Writing as a human, and the AI pledge

You’ll notice there are no emdashes or excessive use of emojis here. That’s because it’s written by a human at about 20 tokens per MINUTE rather than an AI at hundreds of tokens per second.

I think it’s great there are movements like Verified Human and Not By AI to “pledge” and visually indicate that content has been written by a human instead of AI.

100% Written by Human

However, there’s more we need to do. It should be more than the (raises right hand) “honor system”. We should have these be verifiable in an automated and cryptographically sound way. There’s nothing stopping bad actors or AI from including these badges in their own work, so it doesn’t truly help identify authentic human creative work. Without this, we will lose the ability to discern what is true and authentic.

The idea of AI Watermarking is promising, but there are practical limitations. There is a challenge to get the growing number of AI model providers to comply. And that compliance needs to have repurcussions to hold them accountable. And that would need to be bound by international law so its not confined to individual nation states. Even if we solved the compliance challenge with human institutions across the world, it’s trivial for a bad actor to work around it and use an open source AI model to remove watermarks.

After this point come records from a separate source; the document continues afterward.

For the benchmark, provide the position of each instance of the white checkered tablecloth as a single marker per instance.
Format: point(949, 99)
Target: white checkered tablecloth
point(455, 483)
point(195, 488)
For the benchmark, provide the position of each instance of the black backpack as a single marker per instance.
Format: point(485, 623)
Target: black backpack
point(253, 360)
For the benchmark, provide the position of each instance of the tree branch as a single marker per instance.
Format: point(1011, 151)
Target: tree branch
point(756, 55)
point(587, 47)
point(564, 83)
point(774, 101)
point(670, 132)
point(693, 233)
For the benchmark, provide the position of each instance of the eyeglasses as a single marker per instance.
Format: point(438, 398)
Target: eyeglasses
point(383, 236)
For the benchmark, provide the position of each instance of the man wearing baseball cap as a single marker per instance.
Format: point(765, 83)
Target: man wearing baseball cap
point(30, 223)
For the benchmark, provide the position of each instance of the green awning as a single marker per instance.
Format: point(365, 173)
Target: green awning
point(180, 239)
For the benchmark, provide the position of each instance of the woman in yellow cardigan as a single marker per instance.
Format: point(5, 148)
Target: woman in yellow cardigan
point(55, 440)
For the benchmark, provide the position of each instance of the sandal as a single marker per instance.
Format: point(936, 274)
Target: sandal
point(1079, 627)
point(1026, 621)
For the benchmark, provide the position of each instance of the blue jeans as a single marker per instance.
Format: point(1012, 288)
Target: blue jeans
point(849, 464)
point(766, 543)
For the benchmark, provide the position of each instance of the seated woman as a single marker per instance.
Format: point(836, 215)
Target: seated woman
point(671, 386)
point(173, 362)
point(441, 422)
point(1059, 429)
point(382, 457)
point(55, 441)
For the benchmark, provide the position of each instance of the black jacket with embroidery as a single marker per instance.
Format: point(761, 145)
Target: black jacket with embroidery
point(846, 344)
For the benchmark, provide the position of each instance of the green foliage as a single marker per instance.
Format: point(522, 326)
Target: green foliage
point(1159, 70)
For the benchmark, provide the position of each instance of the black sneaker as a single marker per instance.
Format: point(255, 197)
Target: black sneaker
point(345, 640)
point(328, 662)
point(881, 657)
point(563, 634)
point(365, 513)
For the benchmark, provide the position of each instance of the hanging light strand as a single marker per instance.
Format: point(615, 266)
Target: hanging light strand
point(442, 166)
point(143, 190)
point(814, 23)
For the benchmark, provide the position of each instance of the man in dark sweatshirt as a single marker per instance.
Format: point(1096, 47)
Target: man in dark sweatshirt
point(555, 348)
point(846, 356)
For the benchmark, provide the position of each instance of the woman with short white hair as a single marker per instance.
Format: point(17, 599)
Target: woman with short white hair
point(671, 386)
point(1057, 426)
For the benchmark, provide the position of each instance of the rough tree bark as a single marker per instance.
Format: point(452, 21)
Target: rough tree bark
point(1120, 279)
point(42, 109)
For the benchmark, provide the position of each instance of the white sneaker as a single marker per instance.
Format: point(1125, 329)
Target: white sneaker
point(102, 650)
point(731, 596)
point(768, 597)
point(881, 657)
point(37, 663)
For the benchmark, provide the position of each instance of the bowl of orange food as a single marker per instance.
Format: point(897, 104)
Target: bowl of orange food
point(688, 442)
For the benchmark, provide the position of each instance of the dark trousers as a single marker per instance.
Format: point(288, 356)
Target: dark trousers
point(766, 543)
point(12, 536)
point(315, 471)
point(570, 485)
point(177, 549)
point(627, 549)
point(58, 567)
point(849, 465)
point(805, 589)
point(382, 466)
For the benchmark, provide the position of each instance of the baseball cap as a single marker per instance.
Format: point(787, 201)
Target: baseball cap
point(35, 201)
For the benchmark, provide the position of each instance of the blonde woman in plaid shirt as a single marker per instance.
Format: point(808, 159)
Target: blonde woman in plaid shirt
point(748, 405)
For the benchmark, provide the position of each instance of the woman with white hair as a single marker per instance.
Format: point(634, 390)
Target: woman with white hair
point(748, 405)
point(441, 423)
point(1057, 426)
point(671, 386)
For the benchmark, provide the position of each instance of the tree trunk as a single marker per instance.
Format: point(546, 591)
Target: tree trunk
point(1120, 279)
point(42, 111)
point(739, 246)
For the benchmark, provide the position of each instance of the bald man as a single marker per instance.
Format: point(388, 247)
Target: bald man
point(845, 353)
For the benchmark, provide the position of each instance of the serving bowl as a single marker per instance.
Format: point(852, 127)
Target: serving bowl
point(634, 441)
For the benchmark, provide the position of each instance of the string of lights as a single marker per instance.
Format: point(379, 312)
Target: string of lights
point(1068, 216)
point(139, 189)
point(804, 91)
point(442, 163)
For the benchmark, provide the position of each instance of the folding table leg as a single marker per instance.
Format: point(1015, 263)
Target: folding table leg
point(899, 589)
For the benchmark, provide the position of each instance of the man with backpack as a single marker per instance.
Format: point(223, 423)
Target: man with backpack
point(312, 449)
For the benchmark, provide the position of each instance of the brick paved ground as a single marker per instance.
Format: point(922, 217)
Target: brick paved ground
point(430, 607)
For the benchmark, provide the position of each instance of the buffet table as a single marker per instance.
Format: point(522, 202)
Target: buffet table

This sounds like a wicked problem without a clear solution, or even a framework for how to solve it. But I think it’s important we come up with a framework for how to solve it. Socio-technical problems at the intersection of humans and technology are the hardest ones to solve.

Even if we can’t cover 100% of all content with a watermark that certifies whether human or AI generated, making progress on having some critically important spaces in which the content in that platform can carry those guarantees would be a meaningful step forward.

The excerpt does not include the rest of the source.